Are Data Laundromats a Waste of Quarters?
By Dain C. Hansen on Dec 02, 2008
There’s been some interesting discussion around what’s next for data quality and the fascinating challenges of cleaning data for data warehouses and business intelligence applications. I am always intrigued by blogs that discuss the challenges of data management and applying cleansing principles for complex data-centric applications across the enterprise. However, I’m dismayed by discussions that quickly jump to the conclusion of out-sourcing data quality as a software-as-a -service model. For example David Rosenberg writes on his blog:
Look for the emergence of third party B2B integration and commerce management service providers that support data entry and validation for all trading partners. Integrated suites of direct system-to-system integration and Web portal services will be supplemented with combined e-mail and smart-form technologies solving the data quality problem associated with paper-based exchanges with small and occasional trading partners.
While it sounds good on paper, I think this is more marketing spin than a realistic use case. I think we can meet the goal of achieving clean, trusted authoritative data without going off-premise. When we ask companies to deliver their most critical asset into 3rd party hands, it’s going to lead to more challenges that aren’t easily solved. Terabytes of data aren’t easily moved like sacks of dirty laundry. here are 5 reasons why the business model of outsourced data quality is ahead of its time:
1) Moving Data is hard – Moving terabytes of information off-premise –once- can be challenging enough, moving it as changes occur is even more challenging.
2) Auditing – to turn bad data good, means lots of changes. Keeping track of these changes and offering roll-back capabilities and full auditing is critical. How can these be easily managed when they are off-premise?
3) Customization– every company is unique how they approach data, even data like address information which would seem commonplace. Most on-premise data quality engine solutions have some type of customizable rules approach whereas many 3rd party solutions are using generic approaches.
4) Profiling – the forgotten aspect of data cleansing is first understanding and seeing the stain. Off-premise data cleansing solutions assume that the data needs cleansing, but the element of profiling needs to be applied on-premise within the enterprise wide data-centric applications. That’s not necessarily in a single source or a single data warehouse.
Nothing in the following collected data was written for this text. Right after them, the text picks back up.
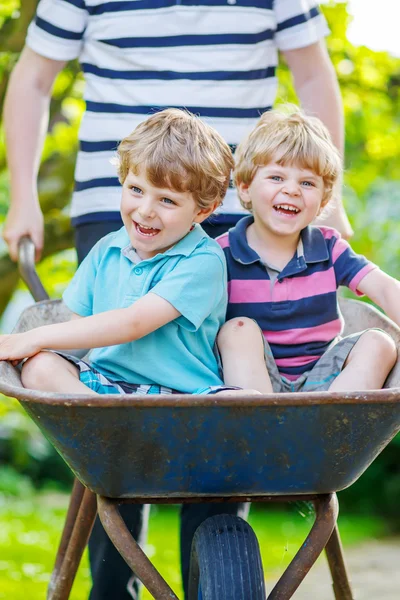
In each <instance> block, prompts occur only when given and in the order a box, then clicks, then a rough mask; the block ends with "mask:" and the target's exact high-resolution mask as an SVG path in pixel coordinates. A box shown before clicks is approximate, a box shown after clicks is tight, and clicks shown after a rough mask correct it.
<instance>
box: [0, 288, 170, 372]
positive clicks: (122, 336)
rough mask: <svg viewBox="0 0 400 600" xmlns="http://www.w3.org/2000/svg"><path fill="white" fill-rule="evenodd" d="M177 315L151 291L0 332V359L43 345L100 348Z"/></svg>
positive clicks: (17, 358) (137, 335)
mask: <svg viewBox="0 0 400 600" xmlns="http://www.w3.org/2000/svg"><path fill="white" fill-rule="evenodd" d="M179 316H180V312H179V311H177V310H176V308H174V307H173V306H172V304H170V303H169V302H168V301H167V300H164V299H163V298H161V297H159V296H157V295H155V294H152V293H151V292H150V293H148V294H146V296H143V297H142V298H140V299H139V300H137V301H136V302H135V303H134V304H132V305H131V306H129V307H128V308H120V309H116V310H110V311H107V312H104V313H100V314H97V315H92V316H90V317H83V318H76V317H74V318H73V319H72V320H71V321H68V322H66V323H57V324H54V325H45V326H43V327H37V328H36V329H32V330H30V331H27V332H25V333H17V334H10V335H2V336H0V360H11V361H17V360H21V359H22V358H27V357H29V356H33V355H34V354H37V353H38V352H40V350H43V349H57V350H63V349H68V348H77V349H78V348H88V347H89V348H100V347H103V346H114V345H116V344H126V343H127V342H131V341H133V340H137V339H139V338H142V337H144V336H145V335H148V334H149V333H151V332H152V331H155V330H156V329H159V328H160V327H162V326H163V325H166V324H167V323H169V322H170V321H173V320H174V319H176V318H177V317H179Z"/></svg>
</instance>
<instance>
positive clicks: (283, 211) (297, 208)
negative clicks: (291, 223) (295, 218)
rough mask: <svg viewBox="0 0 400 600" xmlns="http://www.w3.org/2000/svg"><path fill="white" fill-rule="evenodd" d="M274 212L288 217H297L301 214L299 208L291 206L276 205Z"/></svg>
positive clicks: (290, 205)
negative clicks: (296, 216)
mask: <svg viewBox="0 0 400 600" xmlns="http://www.w3.org/2000/svg"><path fill="white" fill-rule="evenodd" d="M274 210H276V212H278V213H280V214H282V215H288V216H290V217H292V216H295V215H297V214H298V213H299V212H300V209H299V208H296V207H295V206H293V205H291V204H275V206H274Z"/></svg>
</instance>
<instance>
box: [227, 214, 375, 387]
mask: <svg viewBox="0 0 400 600" xmlns="http://www.w3.org/2000/svg"><path fill="white" fill-rule="evenodd" d="M252 222H253V217H251V216H250V217H245V218H243V219H241V220H240V221H239V223H238V224H237V225H236V227H234V228H233V229H231V230H230V231H229V232H228V233H225V234H224V235H222V236H220V237H219V238H218V239H217V241H218V243H219V244H220V246H221V248H223V250H224V253H225V257H226V261H227V264H228V296H229V303H228V311H227V319H232V318H234V317H249V318H251V319H254V320H255V321H257V323H258V325H259V326H260V328H261V329H262V331H263V334H264V337H265V339H266V341H267V342H268V343H269V345H270V347H271V351H272V353H273V355H274V358H275V361H276V364H277V366H278V369H279V371H280V373H281V375H282V376H284V377H287V378H288V379H290V380H294V379H297V378H298V377H299V376H300V375H301V374H302V373H304V372H305V371H309V370H310V369H312V367H313V366H314V365H315V364H316V362H317V361H318V359H319V358H320V357H321V356H322V354H323V353H324V352H325V351H326V350H327V349H328V347H329V345H330V344H331V343H332V341H333V340H334V339H335V338H336V337H337V336H338V335H340V334H341V332H342V329H343V319H342V316H341V314H340V310H339V306H338V300H337V288H338V287H339V286H340V285H344V286H347V287H348V288H350V289H351V290H352V291H353V292H355V293H356V294H358V295H360V293H359V292H358V291H357V286H358V284H359V283H360V281H361V280H362V279H363V278H364V277H365V275H367V273H369V272H370V271H372V270H373V269H375V268H377V267H376V265H374V264H373V263H371V262H369V261H368V260H367V259H366V258H365V257H364V256H361V255H359V254H356V253H355V252H354V251H353V250H352V249H351V247H350V246H349V244H348V243H347V242H346V241H345V240H343V239H342V238H341V237H340V234H339V233H338V232H337V231H336V230H335V229H331V228H330V227H306V228H305V229H303V231H302V232H301V241H300V243H299V245H298V248H297V251H296V252H295V254H294V256H293V258H292V259H291V260H290V261H289V263H288V264H287V265H286V266H285V268H284V269H283V270H282V271H281V272H280V273H278V275H277V277H276V279H275V280H274V279H272V280H271V277H270V275H269V273H268V269H267V266H266V265H265V264H264V263H263V262H262V260H261V258H260V257H259V255H258V254H257V253H256V252H255V251H254V250H253V249H252V248H251V247H250V246H249V245H248V243H247V239H246V229H247V227H248V226H249V225H250V224H251V223H252Z"/></svg>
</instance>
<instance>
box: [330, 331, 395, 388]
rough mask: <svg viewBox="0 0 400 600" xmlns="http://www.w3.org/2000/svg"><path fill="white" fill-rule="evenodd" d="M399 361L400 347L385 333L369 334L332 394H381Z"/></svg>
mask: <svg viewBox="0 0 400 600" xmlns="http://www.w3.org/2000/svg"><path fill="white" fill-rule="evenodd" d="M396 360H397V350H396V345H395V343H394V341H393V340H392V338H391V337H390V336H389V335H387V334H386V333H384V332H383V331H375V330H372V331H366V332H365V333H363V335H362V336H361V337H360V339H359V340H358V342H357V343H356V344H355V346H354V348H353V349H352V350H351V352H350V354H349V356H348V357H347V360H346V362H345V363H344V367H343V370H342V372H341V373H340V375H338V377H337V378H336V379H335V381H334V382H333V383H332V385H331V387H330V388H329V391H330V392H351V391H357V390H380V389H381V388H382V387H383V384H384V383H385V380H386V378H387V376H388V375H389V373H390V371H391V370H392V368H393V367H394V365H395V363H396Z"/></svg>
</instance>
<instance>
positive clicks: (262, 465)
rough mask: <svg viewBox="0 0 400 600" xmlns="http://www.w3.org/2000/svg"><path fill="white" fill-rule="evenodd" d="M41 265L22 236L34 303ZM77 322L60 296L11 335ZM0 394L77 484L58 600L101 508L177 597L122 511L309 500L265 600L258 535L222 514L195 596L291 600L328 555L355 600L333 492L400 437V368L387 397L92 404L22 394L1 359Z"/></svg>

5)Trust – It is part psychology and part technology. Companies are likely to outsource certain aspects of their data. For example, a bank might outsource check scans, but only to validate what’s already typed into the system at the bank ATM. Companies will chose to keep most of their core data on-premise, so they’re still going to need an on-premise data quality solution to manage it.
If these data Laundromats sound utopian, it is because they are. I believe we may see some type of outsourced data quality, especially when they need to access outside information, for example DUNS, UNSPC, but not for the critical core business assets of the bulk of their data, I would first run them through an on-premise cleansing cycle.